A research fleet of up to 100 small open-weight GGUF language models on local hardware. Below is the honest, recorded benchmark - which model is fastest, which reasons best, and how it was verified - rendered server-side with no scripts.

Prove all things; hold fast that which is good. — 1 Thessalonians 5:21

Fleet & Benchmark

Recorded research benchmark · 2026-06-23 · run on the operator workstation. A research observatory, not a live public service.

Fleet catalog
Up to 100 local GGUF models

A research catalog (the 100-model manifest) of small open-weight GGUF models on local disk - roughly 80 GB of weights. About 16 llama-server instances were wired across ports in the 8460-8506 range for the benchmark.

Benchmark coverage
14 servers benchmarked healthy

Of the 16 registered servers, 14 answered health and inference probes on 2026-06-23. The two that were offline were pre-existing instances on reserved ports, which was expected.

Reasoning crown
phi-3.5-mini (3.8B)

phi-3.5-mini was the only model verifiably correct across all three probes - a transitive-logic puzzle, a coding one-liner, and an order-of-operations math problem - at a useful speed. It is the reasoning crown of this fleet.

Fastest router
smollm2-135m - 14.3 tok/s

The 135M micro-model was fastest at inference - a good fit for ultra-fast routing and triage in front of the larger brains.

Verification
Pointer-pack replays: 0 mismatches

Atomized model pointer-packs were replayed against their sources with 20 samples each and reported zero mismatches - the recorded verification pass for the benchmarked set.

Public availability
Internal research - not a public API

The model mesh runs on the operator workstation for research. It is not exposed publicly and is not served from this web host; this page only reports the recorded findings.

How the benchmark worked

Each live server was probed with a small fixed battery at temperature 0: a reasoning puzzle, a coding task, a math problem, a quick factual chat, and an instruction-format check. Health latency and tokens-per-second were measured per server. The goal was an honest map of which small local model is good at what - not a leaderboard against frontier models. These are CPU-class results for tiny open-weight models, recorded to guide routing decisions inside the estate.

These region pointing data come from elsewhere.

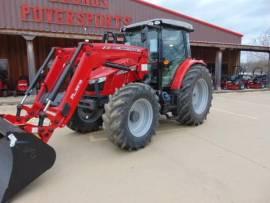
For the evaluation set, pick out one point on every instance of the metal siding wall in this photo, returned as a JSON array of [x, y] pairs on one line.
[[10, 19]]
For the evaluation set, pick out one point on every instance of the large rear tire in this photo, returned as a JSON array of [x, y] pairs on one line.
[[131, 116], [86, 121], [195, 97]]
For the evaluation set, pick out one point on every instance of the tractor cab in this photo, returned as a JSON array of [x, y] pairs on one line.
[[168, 44]]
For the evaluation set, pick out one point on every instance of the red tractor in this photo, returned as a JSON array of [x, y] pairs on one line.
[[22, 85], [258, 79], [124, 86]]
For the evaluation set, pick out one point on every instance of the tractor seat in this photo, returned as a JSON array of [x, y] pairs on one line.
[[57, 100]]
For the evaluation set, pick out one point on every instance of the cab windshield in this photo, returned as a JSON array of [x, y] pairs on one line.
[[134, 39]]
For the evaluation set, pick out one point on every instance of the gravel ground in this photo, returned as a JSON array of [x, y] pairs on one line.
[[225, 160]]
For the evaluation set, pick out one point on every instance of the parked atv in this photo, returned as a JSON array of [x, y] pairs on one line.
[[237, 81]]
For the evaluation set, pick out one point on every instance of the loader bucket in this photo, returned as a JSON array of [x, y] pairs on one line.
[[23, 158]]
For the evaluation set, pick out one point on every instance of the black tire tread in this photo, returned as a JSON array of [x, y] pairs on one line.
[[113, 119], [185, 115]]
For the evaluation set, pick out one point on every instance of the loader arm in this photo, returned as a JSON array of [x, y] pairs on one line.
[[72, 66]]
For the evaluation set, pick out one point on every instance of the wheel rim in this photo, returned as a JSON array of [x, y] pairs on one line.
[[200, 96], [140, 118]]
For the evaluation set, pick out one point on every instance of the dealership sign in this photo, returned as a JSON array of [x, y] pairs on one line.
[[70, 17]]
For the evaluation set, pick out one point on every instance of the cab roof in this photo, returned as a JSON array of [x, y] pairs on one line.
[[173, 23]]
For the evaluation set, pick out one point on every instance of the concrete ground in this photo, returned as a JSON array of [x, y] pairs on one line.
[[225, 160]]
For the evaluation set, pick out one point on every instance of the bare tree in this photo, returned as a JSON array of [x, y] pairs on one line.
[[255, 60]]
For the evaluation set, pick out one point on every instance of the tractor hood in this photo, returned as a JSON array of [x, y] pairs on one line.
[[133, 56]]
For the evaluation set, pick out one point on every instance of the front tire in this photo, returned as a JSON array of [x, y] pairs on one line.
[[131, 116], [86, 121], [195, 97]]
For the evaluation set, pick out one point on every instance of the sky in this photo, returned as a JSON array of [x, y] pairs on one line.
[[249, 17]]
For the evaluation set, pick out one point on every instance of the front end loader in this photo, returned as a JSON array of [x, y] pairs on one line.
[[125, 87]]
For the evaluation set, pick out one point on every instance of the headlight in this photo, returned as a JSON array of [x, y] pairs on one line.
[[100, 80]]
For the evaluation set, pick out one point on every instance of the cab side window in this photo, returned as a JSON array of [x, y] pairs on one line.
[[174, 50]]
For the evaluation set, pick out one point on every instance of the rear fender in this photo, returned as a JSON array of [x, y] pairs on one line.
[[182, 71]]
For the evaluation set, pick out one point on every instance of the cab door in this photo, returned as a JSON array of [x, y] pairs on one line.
[[175, 51]]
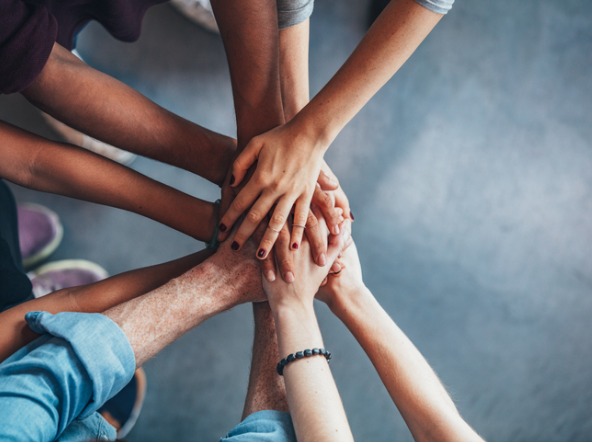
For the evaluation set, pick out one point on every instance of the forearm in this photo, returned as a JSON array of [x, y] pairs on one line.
[[102, 107], [250, 34], [417, 392], [33, 162], [154, 320], [294, 42], [315, 404], [93, 298], [391, 40]]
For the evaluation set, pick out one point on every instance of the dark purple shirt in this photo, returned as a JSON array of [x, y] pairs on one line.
[[28, 30]]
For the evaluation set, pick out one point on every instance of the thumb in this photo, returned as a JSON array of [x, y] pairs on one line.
[[244, 161]]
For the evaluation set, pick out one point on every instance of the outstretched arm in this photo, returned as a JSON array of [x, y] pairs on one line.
[[40, 164], [103, 107], [417, 392], [289, 158], [45, 386], [315, 405]]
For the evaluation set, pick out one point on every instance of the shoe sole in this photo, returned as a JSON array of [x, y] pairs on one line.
[[50, 248]]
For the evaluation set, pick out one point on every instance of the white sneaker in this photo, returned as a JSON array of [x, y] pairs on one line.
[[198, 11]]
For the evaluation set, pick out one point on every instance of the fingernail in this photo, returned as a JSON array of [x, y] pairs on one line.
[[270, 276]]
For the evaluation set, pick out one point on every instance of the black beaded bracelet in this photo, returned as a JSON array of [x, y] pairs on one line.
[[302, 354]]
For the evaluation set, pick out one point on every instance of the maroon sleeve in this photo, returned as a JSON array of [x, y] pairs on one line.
[[27, 35]]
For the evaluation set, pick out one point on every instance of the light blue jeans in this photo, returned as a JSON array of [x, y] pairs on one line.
[[51, 389]]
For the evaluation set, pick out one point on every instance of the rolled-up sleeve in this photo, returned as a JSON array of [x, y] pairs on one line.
[[27, 34], [80, 362], [438, 6]]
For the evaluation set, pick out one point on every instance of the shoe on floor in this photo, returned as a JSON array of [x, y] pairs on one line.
[[64, 274], [122, 411], [40, 233], [198, 11]]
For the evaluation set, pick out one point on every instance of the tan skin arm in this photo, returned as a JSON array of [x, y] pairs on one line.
[[40, 164], [103, 107]]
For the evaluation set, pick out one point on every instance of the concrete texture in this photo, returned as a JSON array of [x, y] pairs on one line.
[[470, 175]]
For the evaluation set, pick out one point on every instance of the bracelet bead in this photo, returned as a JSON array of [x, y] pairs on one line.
[[302, 354]]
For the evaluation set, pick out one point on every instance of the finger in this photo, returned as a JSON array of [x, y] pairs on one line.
[[317, 238], [268, 268], [338, 243], [276, 222], [253, 218], [300, 218], [342, 201], [327, 180], [283, 255], [241, 203], [244, 161]]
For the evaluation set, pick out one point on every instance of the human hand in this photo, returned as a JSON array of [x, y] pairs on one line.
[[288, 165], [309, 275], [330, 184], [346, 284]]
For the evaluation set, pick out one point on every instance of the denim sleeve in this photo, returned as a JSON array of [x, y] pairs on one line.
[[438, 6], [80, 362], [292, 12]]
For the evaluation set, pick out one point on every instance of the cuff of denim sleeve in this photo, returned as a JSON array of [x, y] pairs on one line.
[[437, 6], [100, 345]]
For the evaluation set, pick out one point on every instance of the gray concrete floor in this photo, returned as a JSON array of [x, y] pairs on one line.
[[470, 176]]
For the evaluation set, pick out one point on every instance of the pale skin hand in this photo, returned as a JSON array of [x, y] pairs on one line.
[[289, 158], [199, 285], [317, 414], [102, 107], [250, 35], [415, 389]]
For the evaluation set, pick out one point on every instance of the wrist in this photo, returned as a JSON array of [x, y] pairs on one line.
[[351, 302], [315, 130]]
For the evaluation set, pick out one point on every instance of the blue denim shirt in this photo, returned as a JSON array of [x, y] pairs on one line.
[[51, 389]]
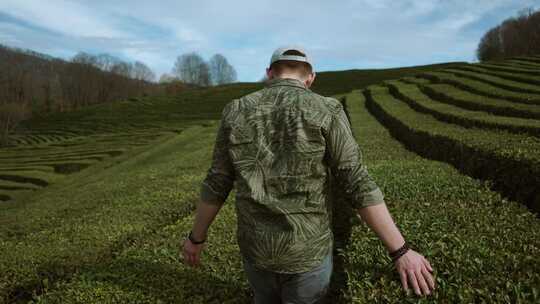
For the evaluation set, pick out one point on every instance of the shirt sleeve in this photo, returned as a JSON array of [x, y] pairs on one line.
[[219, 179], [345, 161]]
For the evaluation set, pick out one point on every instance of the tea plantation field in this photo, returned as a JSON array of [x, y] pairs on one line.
[[94, 204]]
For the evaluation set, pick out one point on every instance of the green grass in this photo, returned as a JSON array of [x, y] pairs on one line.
[[414, 96], [504, 67], [112, 231], [483, 248], [332, 83], [480, 87], [510, 161], [467, 100], [530, 78], [497, 81]]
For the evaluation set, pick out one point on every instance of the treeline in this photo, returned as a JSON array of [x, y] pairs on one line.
[[516, 36], [192, 68], [32, 83]]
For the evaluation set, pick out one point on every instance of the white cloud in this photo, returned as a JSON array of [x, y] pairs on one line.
[[344, 34]]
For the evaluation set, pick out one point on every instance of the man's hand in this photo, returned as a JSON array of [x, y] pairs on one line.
[[414, 268], [192, 253]]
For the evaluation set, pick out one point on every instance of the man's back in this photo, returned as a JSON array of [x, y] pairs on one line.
[[277, 147], [278, 144]]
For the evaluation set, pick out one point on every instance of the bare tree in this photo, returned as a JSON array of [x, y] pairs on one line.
[[142, 72], [516, 36], [167, 78], [191, 68], [10, 115], [221, 71]]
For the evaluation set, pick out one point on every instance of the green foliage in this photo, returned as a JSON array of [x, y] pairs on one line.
[[481, 87], [464, 99], [98, 200], [509, 160], [417, 100], [483, 248]]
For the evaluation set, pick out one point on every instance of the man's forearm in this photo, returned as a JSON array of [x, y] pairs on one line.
[[380, 221], [206, 212]]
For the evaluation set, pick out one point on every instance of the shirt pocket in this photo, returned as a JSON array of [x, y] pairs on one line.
[[242, 147]]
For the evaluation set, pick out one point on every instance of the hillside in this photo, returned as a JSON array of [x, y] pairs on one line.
[[97, 201]]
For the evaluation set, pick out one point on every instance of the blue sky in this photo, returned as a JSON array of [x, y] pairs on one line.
[[338, 34]]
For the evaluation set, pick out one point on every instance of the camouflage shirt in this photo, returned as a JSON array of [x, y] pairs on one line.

Honest scope: "100" is the target catalog size, not 100 simultaneously live servers. Figures are from a single recorded benchmark on 2026-06-23 on local hardware and will drift as models are added or retired. Nothing here is a claim about production capacity or a public endpoint.

Every figure on this page is a recorded research finding from a single benchmark on local hardware, not a live status of a public endpoint.